California Digital Library

Digital Image Format Standards

Version 2

 

July 9, 2001

Reviewed and updated annually

Table of Contents

 

 

Introduction *

Definition of a Digital Image *

Digital Masters *

Digital Image Storage Formats *

Specific Minimum Resolution and File Formats *

Quality Control *

Standards Development Process *

Distribution *

Introduction

 

This document addresses the standards for archival quality, digital image collections for the California Digital Library. In conjunction with the companion document, California Digital Library Digital Object Collection Standards, these standards describe image quality considerations, file formats, storage and access standards for digital images created by or incorporated into the CDL as part of its permanent collections. They attempt to balance adherence to industry standards, reproduction quality, access, potential longevity and cost. Adherence to these standards is required for all CDL contributors and may also serve University of California staff as guidelines for digital image creation and presentation.

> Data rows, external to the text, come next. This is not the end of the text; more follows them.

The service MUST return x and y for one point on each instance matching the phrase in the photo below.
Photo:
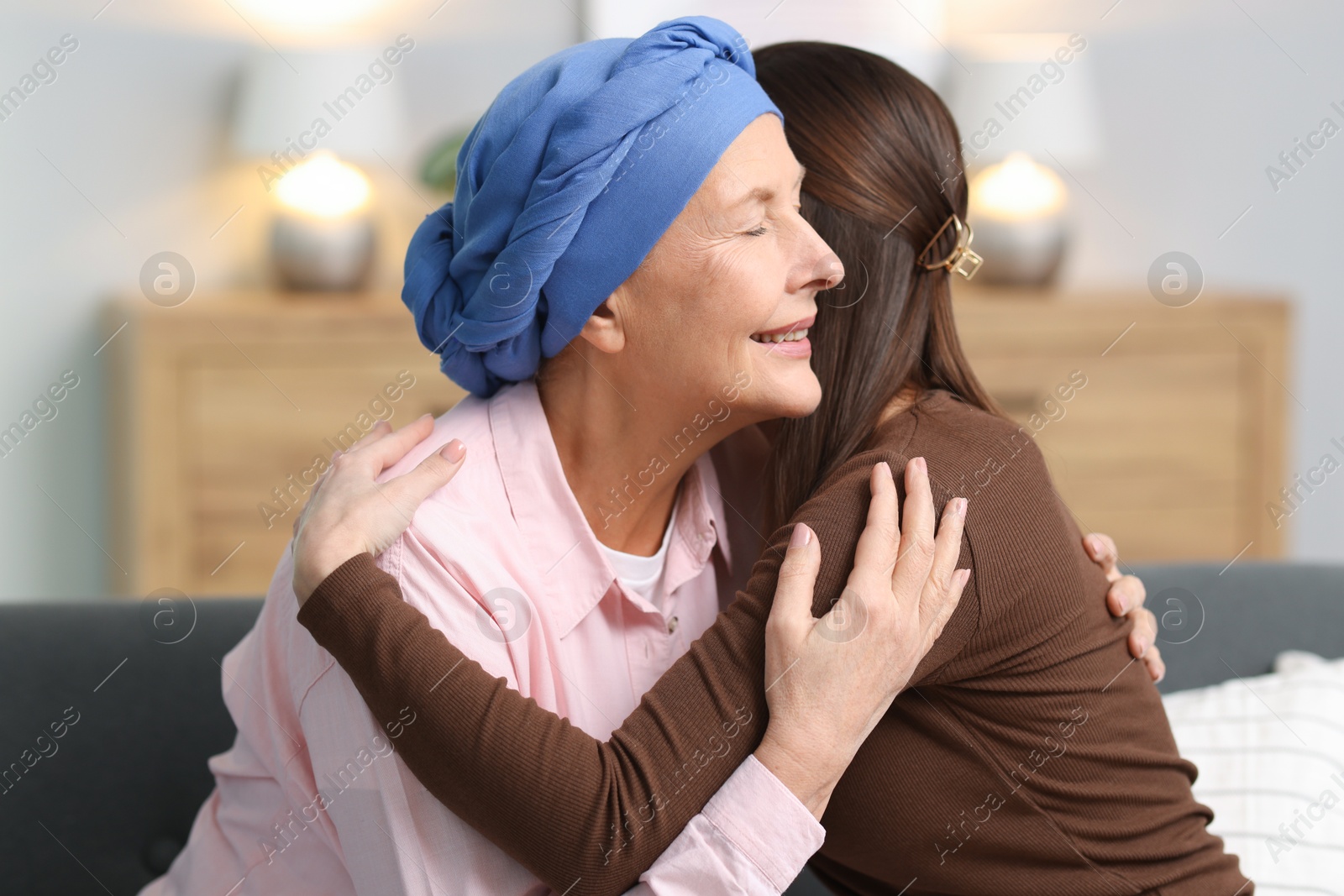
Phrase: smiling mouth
(795, 332)
(793, 336)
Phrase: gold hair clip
(961, 259)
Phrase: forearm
(562, 804)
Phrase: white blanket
(1270, 755)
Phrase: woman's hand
(830, 680)
(349, 513)
(1126, 600)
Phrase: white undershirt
(644, 575)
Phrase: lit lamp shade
(300, 113)
(1026, 107)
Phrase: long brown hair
(885, 174)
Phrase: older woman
(636, 202)
(1023, 759)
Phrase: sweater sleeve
(585, 815)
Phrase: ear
(605, 328)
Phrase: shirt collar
(557, 535)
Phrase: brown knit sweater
(1028, 755)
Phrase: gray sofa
(107, 806)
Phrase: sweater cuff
(766, 822)
(349, 584)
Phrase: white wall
(1196, 103)
(138, 123)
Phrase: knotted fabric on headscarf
(566, 184)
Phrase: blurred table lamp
(299, 116)
(1026, 107)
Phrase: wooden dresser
(1178, 439)
(217, 403)
(1173, 445)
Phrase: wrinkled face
(721, 307)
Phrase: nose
(820, 268)
(827, 271)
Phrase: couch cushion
(108, 712)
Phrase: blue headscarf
(566, 183)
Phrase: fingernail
(801, 537)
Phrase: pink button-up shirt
(312, 797)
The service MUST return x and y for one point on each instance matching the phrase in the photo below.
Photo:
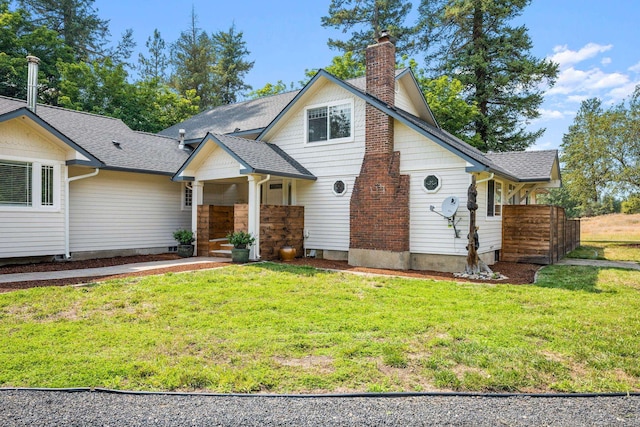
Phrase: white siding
(403, 101)
(119, 210)
(430, 233)
(326, 215)
(490, 228)
(225, 194)
(29, 231)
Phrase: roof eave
(24, 111)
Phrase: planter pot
(240, 255)
(287, 253)
(185, 251)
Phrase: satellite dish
(450, 206)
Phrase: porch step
(221, 253)
(215, 244)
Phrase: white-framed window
(331, 122)
(30, 185)
(494, 198)
(187, 196)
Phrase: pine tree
(230, 67)
(76, 21)
(193, 59)
(472, 41)
(154, 67)
(365, 19)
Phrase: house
(80, 185)
(354, 170)
(368, 164)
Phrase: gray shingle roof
(255, 114)
(258, 156)
(527, 165)
(245, 116)
(135, 151)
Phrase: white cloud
(586, 82)
(619, 93)
(566, 57)
(550, 114)
(577, 98)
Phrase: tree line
(82, 69)
(601, 159)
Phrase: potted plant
(241, 241)
(185, 239)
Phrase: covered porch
(240, 184)
(261, 205)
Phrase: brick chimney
(380, 198)
(32, 82)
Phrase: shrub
(184, 237)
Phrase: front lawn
(275, 329)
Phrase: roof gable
(109, 143)
(8, 114)
(253, 156)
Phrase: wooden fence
(537, 234)
(279, 226)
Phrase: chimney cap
(384, 36)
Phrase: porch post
(254, 212)
(196, 200)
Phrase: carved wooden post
(472, 256)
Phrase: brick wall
(380, 198)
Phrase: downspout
(257, 215)
(67, 196)
(486, 179)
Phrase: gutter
(67, 180)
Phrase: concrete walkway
(600, 263)
(106, 271)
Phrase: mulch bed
(517, 273)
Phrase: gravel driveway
(55, 408)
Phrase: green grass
(611, 251)
(276, 328)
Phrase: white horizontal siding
(490, 228)
(430, 233)
(323, 159)
(326, 216)
(225, 194)
(117, 210)
(28, 231)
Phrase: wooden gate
(537, 234)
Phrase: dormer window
(332, 122)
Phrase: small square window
(333, 122)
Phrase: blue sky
(594, 41)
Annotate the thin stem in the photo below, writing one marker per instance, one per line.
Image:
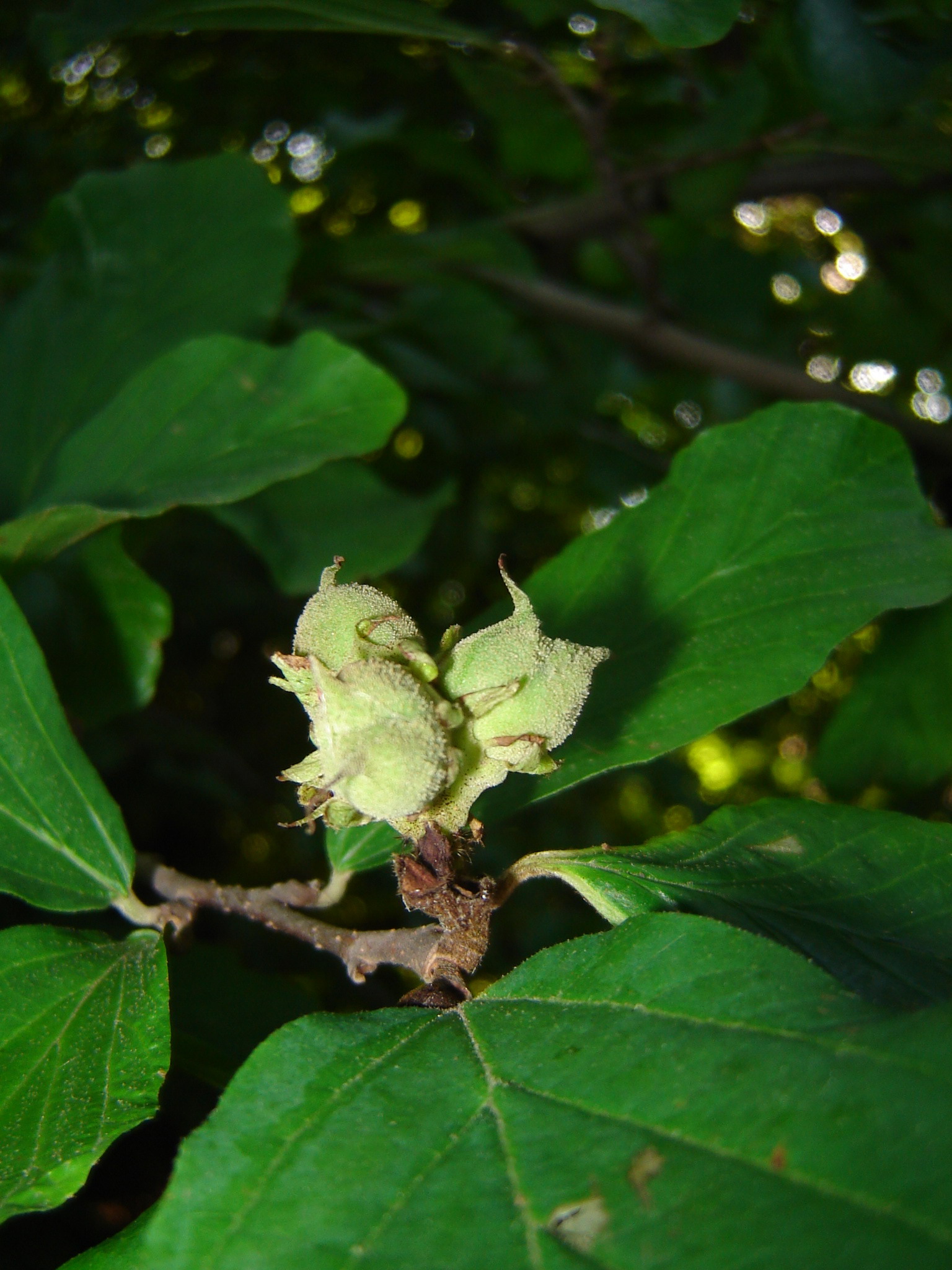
(278, 908)
(673, 343)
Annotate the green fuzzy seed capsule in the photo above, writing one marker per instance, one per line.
(384, 748)
(397, 744)
(353, 623)
(518, 685)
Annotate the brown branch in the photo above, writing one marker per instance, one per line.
(278, 908)
(673, 343)
(635, 247)
(588, 214)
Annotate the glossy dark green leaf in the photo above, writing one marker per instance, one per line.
(682, 23)
(676, 1089)
(88, 20)
(299, 526)
(866, 894)
(84, 1047)
(536, 135)
(40, 536)
(100, 623)
(896, 724)
(361, 17)
(63, 841)
(123, 1251)
(220, 418)
(770, 541)
(143, 260)
(857, 76)
(364, 846)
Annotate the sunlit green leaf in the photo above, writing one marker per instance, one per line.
(366, 846)
(536, 135)
(857, 76)
(770, 543)
(299, 526)
(63, 841)
(896, 724)
(143, 259)
(866, 894)
(220, 418)
(673, 1085)
(84, 1047)
(100, 623)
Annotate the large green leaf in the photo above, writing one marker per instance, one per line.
(770, 543)
(299, 526)
(857, 78)
(63, 841)
(682, 23)
(92, 19)
(100, 623)
(676, 1093)
(84, 1047)
(220, 418)
(143, 260)
(896, 723)
(867, 894)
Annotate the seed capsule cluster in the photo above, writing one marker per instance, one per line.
(410, 739)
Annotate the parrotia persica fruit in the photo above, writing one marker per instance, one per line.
(404, 738)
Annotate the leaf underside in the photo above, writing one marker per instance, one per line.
(84, 1046)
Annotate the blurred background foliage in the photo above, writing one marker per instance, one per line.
(783, 187)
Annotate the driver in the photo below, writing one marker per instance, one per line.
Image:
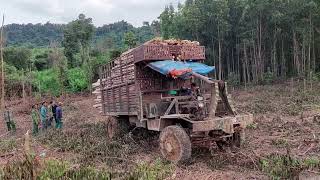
(195, 89)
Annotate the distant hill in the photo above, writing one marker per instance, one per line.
(40, 35)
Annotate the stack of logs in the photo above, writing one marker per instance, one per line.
(160, 41)
(118, 78)
(97, 92)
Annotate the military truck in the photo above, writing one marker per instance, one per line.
(164, 86)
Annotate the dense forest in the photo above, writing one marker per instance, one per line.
(251, 41)
(57, 59)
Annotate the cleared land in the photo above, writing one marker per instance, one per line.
(282, 143)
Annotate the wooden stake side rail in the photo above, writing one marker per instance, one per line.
(124, 78)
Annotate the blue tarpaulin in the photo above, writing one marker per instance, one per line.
(167, 66)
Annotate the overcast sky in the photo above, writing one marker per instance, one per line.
(101, 11)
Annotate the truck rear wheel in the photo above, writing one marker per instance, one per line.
(112, 127)
(175, 144)
(237, 140)
(117, 126)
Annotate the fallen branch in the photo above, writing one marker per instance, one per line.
(253, 161)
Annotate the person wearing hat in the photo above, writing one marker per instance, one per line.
(8, 119)
(59, 116)
(44, 115)
(35, 120)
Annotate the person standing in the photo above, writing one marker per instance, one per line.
(59, 116)
(9, 119)
(44, 115)
(54, 109)
(35, 120)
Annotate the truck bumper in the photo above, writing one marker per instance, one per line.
(226, 124)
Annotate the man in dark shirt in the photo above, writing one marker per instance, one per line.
(54, 109)
(59, 116)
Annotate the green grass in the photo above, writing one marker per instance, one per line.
(286, 167)
(7, 145)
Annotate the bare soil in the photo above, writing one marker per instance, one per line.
(285, 122)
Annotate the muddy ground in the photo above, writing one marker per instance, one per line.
(283, 142)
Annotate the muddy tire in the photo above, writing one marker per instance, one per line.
(175, 144)
(112, 127)
(117, 126)
(237, 140)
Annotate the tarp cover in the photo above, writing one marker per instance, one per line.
(179, 68)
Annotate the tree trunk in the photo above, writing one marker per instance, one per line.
(220, 63)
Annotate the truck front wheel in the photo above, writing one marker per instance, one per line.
(175, 144)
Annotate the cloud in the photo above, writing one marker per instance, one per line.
(101, 11)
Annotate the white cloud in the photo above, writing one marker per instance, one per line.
(101, 11)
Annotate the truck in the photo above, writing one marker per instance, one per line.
(164, 86)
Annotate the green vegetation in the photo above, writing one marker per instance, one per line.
(7, 145)
(56, 59)
(254, 41)
(286, 167)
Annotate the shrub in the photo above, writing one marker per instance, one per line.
(77, 80)
(47, 82)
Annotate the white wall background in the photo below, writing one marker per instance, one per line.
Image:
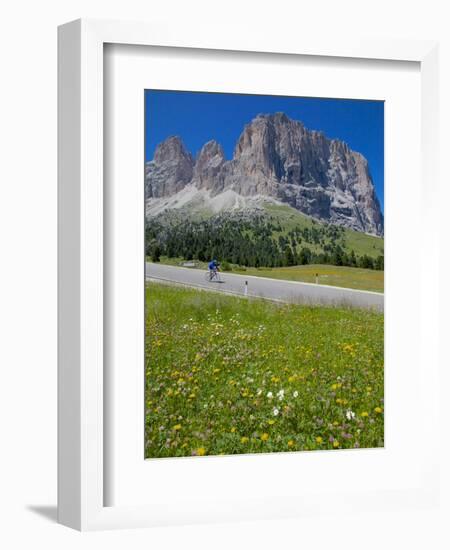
(28, 270)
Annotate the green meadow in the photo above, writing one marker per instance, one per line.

At a minimum, digital image collections incorporated into the CDL must have the following components.

These standards are not intended to address all of the administrative and technical issues surrounding the creation of digital image collections and they do not describe operational procedures for digitization. "Best Practices for Image Capture," a companion to these standards, describes best practices for libraries, archives, and museums; it does not define standards, but instead provides an overview of the issues that need to be addressed when initiating a digital imaging project.

Definition of a Digital Image

A digital image is defined for the purposes of this document as a raster based, 2-dimensional, rectangular array of static data elements called pixels, intended for display on a computer monitor or for transformation into another format, such as a printed page.

Digital Masters

Digital master files are created as the direct result of image capture. The digital master should represent as accurately as possible the visual information in the original object. Digital images should be created through the direct scanning or imaging of the original object. However, if the original object can not be digitized directly due to its size or other attributes, it may be necessary to use a photographic intermediary. Care should be taken that the photographic intermediary is well documented and represents the original object as accurately as possible.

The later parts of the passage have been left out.